Overwegende dat de Staatssecretaris als middel van cassatie aanvoert:
Schending of verkeerde toepassing van artikel 16 van de Wet van 19 December 1914 (Staatsblad no. 564) in verband met artikel 1 van de Wet op de Vermogensbelasting 1892, doordat de Raad heeft beslist dat belanghebbende zich pas op 25 Juli 1945 hier te lande heeft gevestigd en van 1 Januari 1945 tot 25 Juli 1945 niet hier te lande heeft gewoond, zulks op gronden welke deze beslissing niet kunnen dragen,
ter toelichting van welk middel het volgende wordt opgemerkt: vaststaat dat belanghebbende tot haar wegvoering op 11 December 1942 in Nederland heeft gewoond. Zij is tegen haar wil weggevoerd en heeft dus niet de wil gehad Nederland metterwoon te verlaten. De maatregelen van de bezetter vermochten geen verandering te brengen in de duurzame betrekking waarin belanghebbende tot Nederland stond. Uit deze omstandigheden kan naar de mening van de ondergetekende slechts worden afgeleid, dat de belanghebbende hier te lande is blijven wonen.

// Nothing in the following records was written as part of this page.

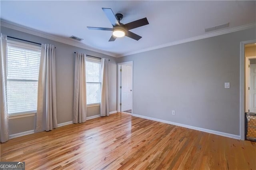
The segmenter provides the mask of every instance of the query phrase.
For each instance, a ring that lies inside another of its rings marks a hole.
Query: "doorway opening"
[[[241,42],[240,53],[240,139],[244,140],[246,113],[256,112],[256,40]]]
[[[118,63],[118,111],[132,114],[132,61]]]

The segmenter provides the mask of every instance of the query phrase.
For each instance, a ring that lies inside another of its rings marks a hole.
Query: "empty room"
[[[0,170],[256,169],[256,1],[0,8]]]

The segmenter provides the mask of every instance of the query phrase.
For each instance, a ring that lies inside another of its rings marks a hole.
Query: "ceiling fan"
[[[111,23],[113,28],[112,28],[92,27],[87,27],[87,28],[90,30],[112,31],[112,36],[108,40],[109,42],[114,41],[117,38],[122,37],[125,36],[138,41],[142,37],[131,32],[129,30],[149,24],[147,18],[144,18],[124,24],[120,22],[120,21],[122,20],[124,16],[122,14],[118,13],[114,15],[111,8],[102,8],[102,10]]]

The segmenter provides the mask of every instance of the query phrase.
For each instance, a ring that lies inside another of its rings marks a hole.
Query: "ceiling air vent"
[[[79,38],[78,37],[77,37],[74,36],[71,36],[70,37],[70,38],[72,38],[72,39],[74,39],[77,41],[79,41],[80,42],[84,40],[82,38]]]
[[[214,30],[219,30],[222,28],[224,28],[226,27],[228,27],[229,25],[229,22],[224,24],[221,24],[218,26],[215,26],[214,27],[211,27],[210,28],[206,28],[204,29],[204,31],[206,32],[209,32],[209,31],[214,31]]]

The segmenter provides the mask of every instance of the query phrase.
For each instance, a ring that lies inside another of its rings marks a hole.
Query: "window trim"
[[[7,46],[13,47],[29,50],[33,50],[37,52],[40,52],[41,51],[41,46],[35,45],[30,44],[26,43],[17,42],[16,41],[7,40]],[[7,56],[7,58],[8,56]],[[8,62],[8,59],[6,62]],[[39,64],[40,65],[40,64]],[[6,63],[6,69],[8,68],[8,63]],[[7,72],[7,71],[6,71]],[[38,82],[38,80],[36,80],[33,79],[6,79],[6,82],[8,81],[37,81]],[[31,111],[23,112],[17,112],[13,113],[7,113],[9,119],[13,119],[22,117],[34,116],[36,115],[37,110]]]
[[[91,57],[90,56],[88,56],[88,55],[86,56],[86,57],[85,57],[85,62],[86,62],[86,61],[90,61],[90,62],[95,62],[95,63],[98,63],[100,64],[100,68],[101,68],[101,59],[98,59],[98,58],[93,58],[92,57]],[[85,68],[86,69],[86,67]],[[101,78],[102,77],[102,72],[100,71],[100,77]],[[100,84],[100,87],[101,87],[101,85],[102,85],[102,82],[86,82],[86,83],[99,83],[99,84]],[[96,107],[96,106],[100,106],[100,103],[91,103],[91,104],[86,104],[86,107]]]

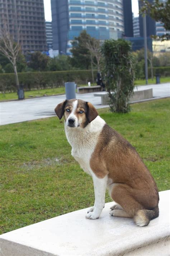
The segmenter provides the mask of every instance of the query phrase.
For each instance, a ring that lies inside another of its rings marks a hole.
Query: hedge
[[[97,72],[97,70],[94,70],[95,78]],[[154,75],[156,74],[161,76],[170,76],[170,67],[154,67]],[[151,77],[150,68],[148,68],[148,77]],[[66,82],[74,81],[79,85],[92,81],[91,70],[19,73],[18,77],[20,84],[24,85],[25,91],[60,87],[63,86]],[[16,90],[14,73],[0,74],[0,91],[12,92]]]
[[[170,67],[154,67],[153,68],[154,75],[160,75],[161,76],[170,76]],[[151,78],[151,69],[148,68],[148,77]]]
[[[20,84],[24,85],[24,90],[55,88],[64,86],[66,82],[75,81],[77,84],[87,84],[92,80],[91,70],[74,70],[50,72],[19,73]],[[94,71],[94,76],[97,76],[97,71]],[[14,74],[0,74],[0,91],[16,91]]]

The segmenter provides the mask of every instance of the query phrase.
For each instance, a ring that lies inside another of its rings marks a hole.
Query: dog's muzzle
[[[75,126],[75,120],[72,118],[70,118],[68,120],[68,126],[70,127],[74,127]]]

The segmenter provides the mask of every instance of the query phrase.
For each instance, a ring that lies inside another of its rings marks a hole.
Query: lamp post
[[[146,85],[148,84],[148,74],[147,69],[147,37],[146,33],[146,12],[143,18],[143,38],[144,40],[145,49],[145,78]]]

De onmiddellijke terugkeer van belanghebbende naar Nederland na haar bevrijding in 1945 bevestigt de juistheid van dat standpunt;
Overwegende dienaangaande:
dat - naar de Raad van Beroep als vaststaande heeft aangenomen - belanghebbende op 11 December 1942 als joods ingezetene door den bezetter uit Nederland werd weggevoerd naar Duitsland, waar zij tot haar bevrijding door de geallieerde legers heeft verbleven in concentratiekampen voor joden, waarna zij op 25 Juli 1945 te [Z] is teruggekeerd; dat na haar wegvoering haar gehele vermogen, inclusief haar huis en inboedel, in beslag is genomen door of namens de bezettende macht en gedeeltelijk is geliquideerd, terwijl belanghebbende een alleenstaande vrouw is, die bij haar wegvoering uit Nederland geen naaste familieleden achterliet;
dat uit deze feiten blijkt, dat na haar wegvoering - behoudens een uiterst geringe kans dat zij ooit in Nederland zou terugkeren - tussen belanghebbende en Nederland geen enkele betrekking bestond;
dat - naar ook de Raad van Beroep terecht heeft overwogen - de wil van belanghebbende in de omstandigheden, waarin zij verkeerde, voor de woonplaatsbepaling geen enkele rol speelde;
dat derhalve de Raad van Beroep terecht beslist heeft, dat belanghebbende na haar deportatie in 1942 tot haar terugkeer op 25 Juli 1945 hier te lande geen woonplaats heeft gehad in de zin van artikel 1 van de Wet op de Vermogensbelasting 1892;
dat dus het middel is ongegrond;
Verwerpt het beroep.
Gedaan bij de Heren Nypels, Vice-President, Smits, Dubois, Wiarda en van der Loos, Raden, en door voornoemden Vice-President uitgesproken ter Raadkamer van den twee en twintigsten December 1900 vier en vijftig in tegenwoordigheid van den Substituut-Griffier Reijers.